La investigación, liderada por la Unidad Central de Ciberdelincuencia (Policía Nacional) y el Grupo de Propiedad Intelectual de la UDEV, contó además con el apoyo de Europol y Eurojust para coordinar la acción internacional.
La red de RapidIPTV: dos millones de usuarios y cientos de miles de canales
El núcleo de la trama, gestionada por el conocido como “Dash, el iraní” (Amir Z.), operaba principalmente a través de dominios como rapidiptv.com, rapidiptv.net e iptvstack.com, ofreciendo retransmisiones de fútbol, cine y series —incluidos contenidos de LALIGA— a más de dos millones de usuarios.
Los servidores de la red estaban implantados en 13 países de tres continentes, lo que permitía distribuir señales pirateadas a través de plataformas IPTV y listas M3U de forma masiva.
La organización también funcionaba con un modelo de franquicia, multiplicando su presencia por decenas de subpáginas y canales, lo que multiplicaba el impacto económico del fraude.

Indemnizaciones y sanciones record
La sentencia impone una indemnización de 12 millones de euros para las empresas de derechos afectadas y más de 30 millones de euros en multas por blanqueo de capitales. Además, se acuerda el decomiso de todos los bienes y fondos intervenidos y la clausura definitiva de los dominios implicados, entre ellos los de RapidIPTV y afines.
La red había utilizado un entramado de pasarelas de pago, exchanges de criptomonedas, empresas pantalla y facturas falsas para dar apariencia de legalidad a su volumen de negocio. Entre las operaciones identificadas figuran la construcción de un edificio de viviendas en Irán, la compra de un inmueble en Barcelona valorado en 1,7 millones de euros y la adquisición de dos vehículos de alta gama por 400.000 euros.

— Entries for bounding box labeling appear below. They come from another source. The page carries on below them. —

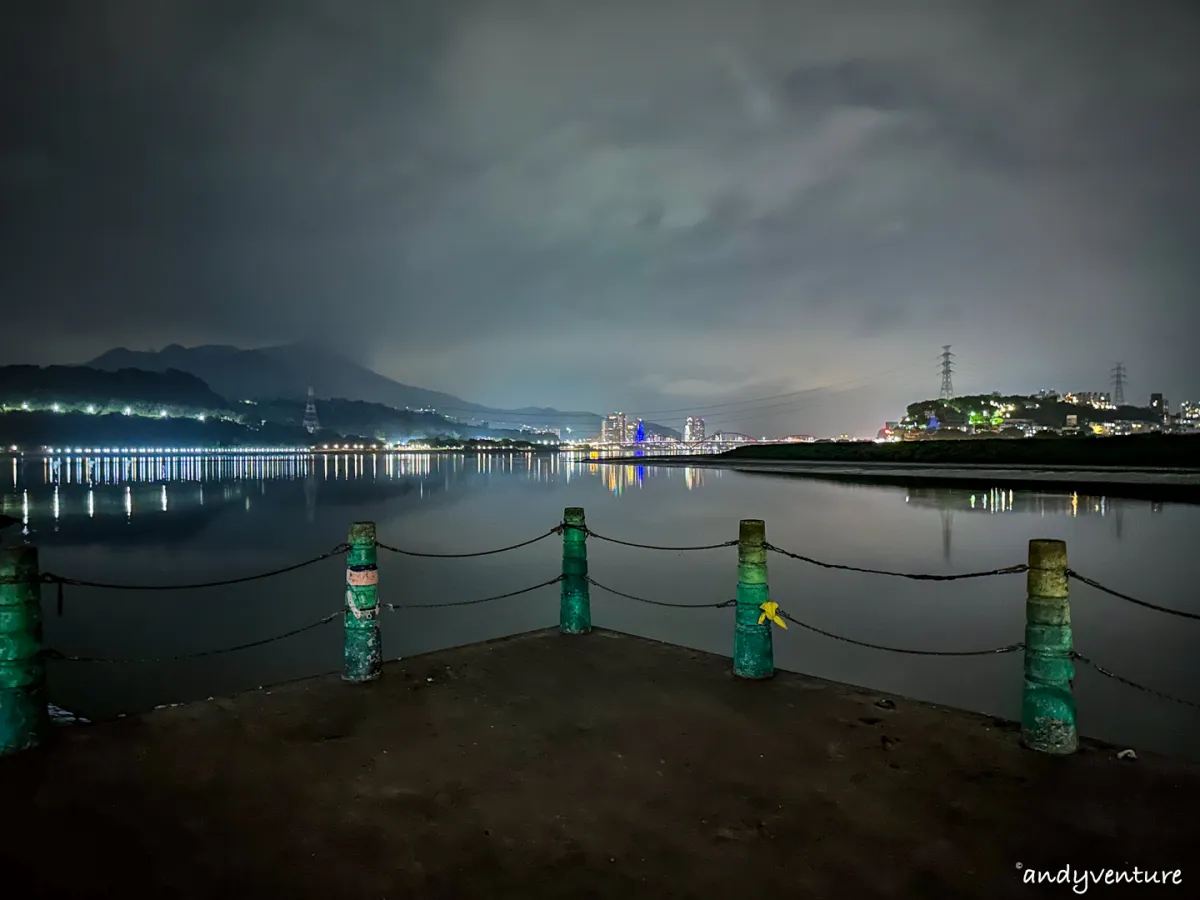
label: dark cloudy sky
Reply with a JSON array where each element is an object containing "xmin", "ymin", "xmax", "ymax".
[{"xmin": 0, "ymin": 0, "xmax": 1200, "ymax": 434}]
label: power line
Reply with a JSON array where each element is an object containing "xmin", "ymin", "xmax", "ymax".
[
  {"xmin": 941, "ymin": 343, "xmax": 956, "ymax": 401},
  {"xmin": 1109, "ymin": 362, "xmax": 1129, "ymax": 407}
]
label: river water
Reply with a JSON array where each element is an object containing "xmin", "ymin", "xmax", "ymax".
[{"xmin": 7, "ymin": 454, "xmax": 1200, "ymax": 758}]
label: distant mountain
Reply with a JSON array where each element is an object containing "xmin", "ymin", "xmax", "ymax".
[
  {"xmin": 86, "ymin": 343, "xmax": 484, "ymax": 412},
  {"xmin": 0, "ymin": 366, "xmax": 232, "ymax": 415},
  {"xmin": 86, "ymin": 342, "xmax": 679, "ymax": 437}
]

Un mensaje ejemplar contra la piratería
Javier Tebas, presidente de LALIGA, ha subrayado que “el fraude audiovisual es una lacra que amenaza la supervivencia de una industria fundamental para la economía europea, como el deporte en vivo. Nos enorgullece esta sanción ejemplar, que demuestra que hay que luchar con contundencia contra la piratería a todos los niveles, especialmente hacia las organizaciones y mafias que hay detrás”.
Este resultado corrobora la eficacia de la estrategia global antipiratería de LALIGA, que para la temporada 2024/2025 redujo en un 60% el consumo de piratería en España.
Más allá de las acciones judiciales y de la colaboración con Fuerzas y Cuerpos de Seguridad, la estrategia incluye pilares educativos, institucionales y tecnológicos que sitúan este fallo de la Audiencia Nacional como uno de sus éxitos más visibles.